Malarky Monday
Monday, February 8th, 2010Malarky Monday is upon us with the speed of a wounded duck.
I no sooner seem to do one of these than it’s time to do another!
Having said that, we can never laugh too much so perhaps the quicker it gets here the better do you think?
**thinking hard on that one**
Bugger it, it’s Monday, and a person can only handle the odd deep philosophical question on the first day of the work week, and it’s all too much for me, so we shall move to the gut busting giggles for this week, 2 of which are jokes for you pass along and share with your nearest and dearest, with the last one being the obligatory man with pussy cos guy’s just love them!.

Once you’re done here, don’t forget to visit my fellow malarkiers in Mark, Michael and DILLIGAF.
They’re sure to serve up some rippers!
The priest in a small Irish village loved his rooster and ten hens he kept in the hen house behind the church.
One Sunday morning, before mass, he went to feed the birds and discovered that the cock
was missing.
He knew about cock fights in the village, so he questioned his parishioners in church.
During mass, he asked the congregation, ‘Has anybody got a cock?’
All the men stood up.
‘No, no,’ he said, ‘that wasn’t what I meant. Has anybody seen a cock?’
All the women stood up.
‘No, no,’ he said, ‘that wasn’t what I meant. Has anybody seen a cock that doesn’t belong to them?’
Half the women stood up.
‘No, no,’ he said, ‘that wasn’t what I meant. Has anybody seen MY cock?’
Sixteen altar boys, two priests and a goat stood up.
Paddy was walking along the street in Dublin when he rounds a corner and there’s a high rise building on fire.
Being the kind-hearted Irishman, he runs up to the building to see if he can help and notices people trapped 5 stories up.

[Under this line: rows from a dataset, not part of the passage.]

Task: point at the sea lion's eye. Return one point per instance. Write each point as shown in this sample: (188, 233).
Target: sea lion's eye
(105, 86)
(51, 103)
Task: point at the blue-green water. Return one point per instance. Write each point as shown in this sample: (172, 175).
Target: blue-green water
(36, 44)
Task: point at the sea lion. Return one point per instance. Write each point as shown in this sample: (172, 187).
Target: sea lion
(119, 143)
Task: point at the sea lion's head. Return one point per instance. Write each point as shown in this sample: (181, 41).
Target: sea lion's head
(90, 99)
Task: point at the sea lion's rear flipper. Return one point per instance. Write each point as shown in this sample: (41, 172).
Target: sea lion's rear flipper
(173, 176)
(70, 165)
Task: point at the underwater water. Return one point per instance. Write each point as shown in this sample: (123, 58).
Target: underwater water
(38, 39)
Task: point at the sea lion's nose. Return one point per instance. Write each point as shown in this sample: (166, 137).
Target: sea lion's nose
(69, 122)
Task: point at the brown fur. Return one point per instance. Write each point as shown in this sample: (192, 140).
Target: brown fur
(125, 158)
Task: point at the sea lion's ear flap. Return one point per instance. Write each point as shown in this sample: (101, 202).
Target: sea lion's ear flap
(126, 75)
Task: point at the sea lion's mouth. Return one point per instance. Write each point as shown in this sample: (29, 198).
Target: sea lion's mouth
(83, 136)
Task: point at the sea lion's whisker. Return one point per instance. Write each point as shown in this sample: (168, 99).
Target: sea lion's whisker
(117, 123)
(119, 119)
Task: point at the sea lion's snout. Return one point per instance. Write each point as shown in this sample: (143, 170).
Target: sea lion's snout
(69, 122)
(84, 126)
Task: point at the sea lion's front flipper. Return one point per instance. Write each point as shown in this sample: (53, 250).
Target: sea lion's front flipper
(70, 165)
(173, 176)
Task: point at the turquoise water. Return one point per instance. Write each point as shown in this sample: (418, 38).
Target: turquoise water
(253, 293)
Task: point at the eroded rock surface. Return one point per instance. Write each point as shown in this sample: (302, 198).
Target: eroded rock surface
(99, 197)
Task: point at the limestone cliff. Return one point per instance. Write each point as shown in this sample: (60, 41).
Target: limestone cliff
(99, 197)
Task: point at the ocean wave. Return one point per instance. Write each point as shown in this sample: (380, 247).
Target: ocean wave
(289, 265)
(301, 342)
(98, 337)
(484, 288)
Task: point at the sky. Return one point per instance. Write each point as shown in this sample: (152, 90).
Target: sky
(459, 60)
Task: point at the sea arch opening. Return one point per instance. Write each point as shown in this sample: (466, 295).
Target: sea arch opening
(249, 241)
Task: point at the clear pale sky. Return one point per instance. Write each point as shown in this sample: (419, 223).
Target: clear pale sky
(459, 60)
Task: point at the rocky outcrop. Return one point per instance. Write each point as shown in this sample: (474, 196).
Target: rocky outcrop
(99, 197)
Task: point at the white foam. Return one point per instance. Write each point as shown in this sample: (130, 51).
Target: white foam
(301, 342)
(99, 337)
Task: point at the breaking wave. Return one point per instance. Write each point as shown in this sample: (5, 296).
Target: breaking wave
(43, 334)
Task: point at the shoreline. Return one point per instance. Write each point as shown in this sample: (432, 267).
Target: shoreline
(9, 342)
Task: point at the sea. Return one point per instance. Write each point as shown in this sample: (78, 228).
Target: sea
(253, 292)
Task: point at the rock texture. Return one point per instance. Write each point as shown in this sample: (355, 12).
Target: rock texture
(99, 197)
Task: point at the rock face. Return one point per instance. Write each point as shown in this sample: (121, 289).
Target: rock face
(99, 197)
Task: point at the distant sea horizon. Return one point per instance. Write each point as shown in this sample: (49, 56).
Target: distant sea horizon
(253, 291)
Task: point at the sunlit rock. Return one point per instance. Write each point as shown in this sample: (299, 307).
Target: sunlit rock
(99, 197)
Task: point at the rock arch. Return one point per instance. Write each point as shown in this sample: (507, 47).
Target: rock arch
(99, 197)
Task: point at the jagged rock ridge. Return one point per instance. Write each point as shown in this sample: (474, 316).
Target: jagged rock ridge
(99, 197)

Paddy yells to the people ‘I’m Patrick Sean Michael Fitzpatrick’, the Irish Rugby Union fullback, if you jump I’ll catch you.’
One lady, in desperation, jumps and sure enough Paddy catches her.
Then a man sees that Paddy catches the women and jumps.
Sure enough Paddy catches him safely.
Then a black man jumps out and falls to the ground, Paddy didn’t even attempt to catch him. Paddy looked up and yelled.
“Don’t throw out the fooken’ burnt ones!”